Letting fees ban – Amendments to the Tenant Fees Bill
Back in November 2017 the Department for Communities and Local Government, as it was then, published the Draft Tenant Fees Bill with the Tories committed to carrying out one of its key Manifesto pledges to ban letting fees in the private rented sector. The policy is undoubtedly aimed at winning support from young voters, many of whom rent and face the prospect of spending hundreds of pounds on letting fees.
Since the publication of the draft bill the DCLG has been re-branded as the Department for Housing, Communities and Local Government (DHCLG) and also has a new Secretary of State in James Brokenshire. The Bill remains a flagship domestic policy. On 3 May 2018, the Government produced its response to the DHCLG select committee report.
I have previously outlined the main features of the Tenant Fees Bill here, however, the government have accepted some of the select committee’s recommendations and have amended the Bill accordingly.

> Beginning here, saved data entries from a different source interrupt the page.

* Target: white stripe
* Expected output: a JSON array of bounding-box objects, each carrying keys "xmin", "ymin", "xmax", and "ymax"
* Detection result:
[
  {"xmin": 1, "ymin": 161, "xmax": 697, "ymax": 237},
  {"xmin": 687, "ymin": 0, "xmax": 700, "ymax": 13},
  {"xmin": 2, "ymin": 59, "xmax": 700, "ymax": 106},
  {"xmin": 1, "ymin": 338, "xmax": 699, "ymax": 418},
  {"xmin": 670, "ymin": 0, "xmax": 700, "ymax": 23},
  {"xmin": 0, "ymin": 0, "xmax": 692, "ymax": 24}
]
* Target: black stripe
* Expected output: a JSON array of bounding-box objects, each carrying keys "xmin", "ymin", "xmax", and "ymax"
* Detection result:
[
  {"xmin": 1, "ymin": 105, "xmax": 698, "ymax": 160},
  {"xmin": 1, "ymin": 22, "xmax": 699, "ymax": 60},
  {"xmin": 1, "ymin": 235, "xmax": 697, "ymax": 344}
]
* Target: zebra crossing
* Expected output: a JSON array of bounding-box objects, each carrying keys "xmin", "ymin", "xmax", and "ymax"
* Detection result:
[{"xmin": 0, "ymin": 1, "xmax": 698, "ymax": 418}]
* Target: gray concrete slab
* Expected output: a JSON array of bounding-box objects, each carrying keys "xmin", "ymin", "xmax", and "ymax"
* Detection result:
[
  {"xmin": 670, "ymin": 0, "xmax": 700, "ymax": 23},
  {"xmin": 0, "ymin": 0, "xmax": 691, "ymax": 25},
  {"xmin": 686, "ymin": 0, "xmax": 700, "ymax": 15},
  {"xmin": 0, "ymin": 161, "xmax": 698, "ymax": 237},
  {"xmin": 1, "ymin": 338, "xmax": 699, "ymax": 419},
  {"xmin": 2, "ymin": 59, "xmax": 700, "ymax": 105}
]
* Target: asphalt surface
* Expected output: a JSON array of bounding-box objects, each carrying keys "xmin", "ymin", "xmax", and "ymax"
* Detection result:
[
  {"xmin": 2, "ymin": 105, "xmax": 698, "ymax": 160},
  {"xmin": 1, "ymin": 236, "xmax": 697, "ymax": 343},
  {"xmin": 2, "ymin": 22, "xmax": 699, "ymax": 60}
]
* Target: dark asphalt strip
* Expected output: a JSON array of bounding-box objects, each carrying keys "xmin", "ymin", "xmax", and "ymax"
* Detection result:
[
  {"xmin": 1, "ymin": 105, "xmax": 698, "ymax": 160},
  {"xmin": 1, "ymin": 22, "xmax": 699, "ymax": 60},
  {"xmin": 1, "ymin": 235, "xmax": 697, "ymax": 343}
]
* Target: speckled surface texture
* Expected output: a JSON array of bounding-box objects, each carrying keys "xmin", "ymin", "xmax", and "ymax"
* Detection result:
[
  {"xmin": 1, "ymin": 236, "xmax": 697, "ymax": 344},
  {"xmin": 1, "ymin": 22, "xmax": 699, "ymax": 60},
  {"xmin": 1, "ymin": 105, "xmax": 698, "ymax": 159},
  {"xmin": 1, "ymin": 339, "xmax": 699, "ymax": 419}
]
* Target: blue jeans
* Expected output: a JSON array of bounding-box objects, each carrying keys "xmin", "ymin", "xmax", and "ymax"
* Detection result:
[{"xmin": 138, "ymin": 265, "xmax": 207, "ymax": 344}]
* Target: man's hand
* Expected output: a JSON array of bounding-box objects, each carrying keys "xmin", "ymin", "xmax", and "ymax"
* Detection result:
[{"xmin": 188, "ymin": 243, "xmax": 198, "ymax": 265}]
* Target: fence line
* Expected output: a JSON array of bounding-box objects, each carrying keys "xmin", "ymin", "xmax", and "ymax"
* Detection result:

Perhaps the most significant amendment to the Bill is the bar on serving a Section 21 notice where a landlord (or agent) has unlawfully required the tenant to pay a “prohibited fee”. Under the amended Bill, a landlord will be prevented from serving a valid Section 21 notice until the fee has been re-paid to the tenant. This would bring the unlawful charging of tenancy fees in line with other obligations such as the Deregulation Act requirements for post October 2015 tenancies and tenancy deposit protection requirements.
Other key amendments to the Bill include:
- Allowing tenants to recover prohibited fees in the First-tier Tribunal rather than through the County Courts.
- If a landlord or agent commits a further breach within 5 years of the imposition of a financial penalty or conviction for a previous breach this will constitute a banning order offence.
- Landlords and agents are able to charge to vary a tenancy, for example, to change a name on the tenancy or to include bespoke clauses. Such fees will be capped at £50 unless the landlord can show that a greater fee was reasonable.
- An appeal against a financial penalty is to be a re-hearing of the enforcement authority’s decision and may take into account additional evidence of which the enforcement authority was unaware.
The Government rejected the select committee’s recommendation to cap tenancy deposits at 5 weeks rent, as opposed to 6 weeks. The government’s rationale behind rejecting this amendment is to ensure that a balance is struck between providing tenants with greater affordability and ensuring that landlords have adequate financial security for their asset. The Government stresses that the 6 weeks’ rent is an upper limit and not a guideline.
A date for the Bill’s Second Reading is yet to be announced but the government has already confirmed that it will commit legislative time to the Bill during this Parliament.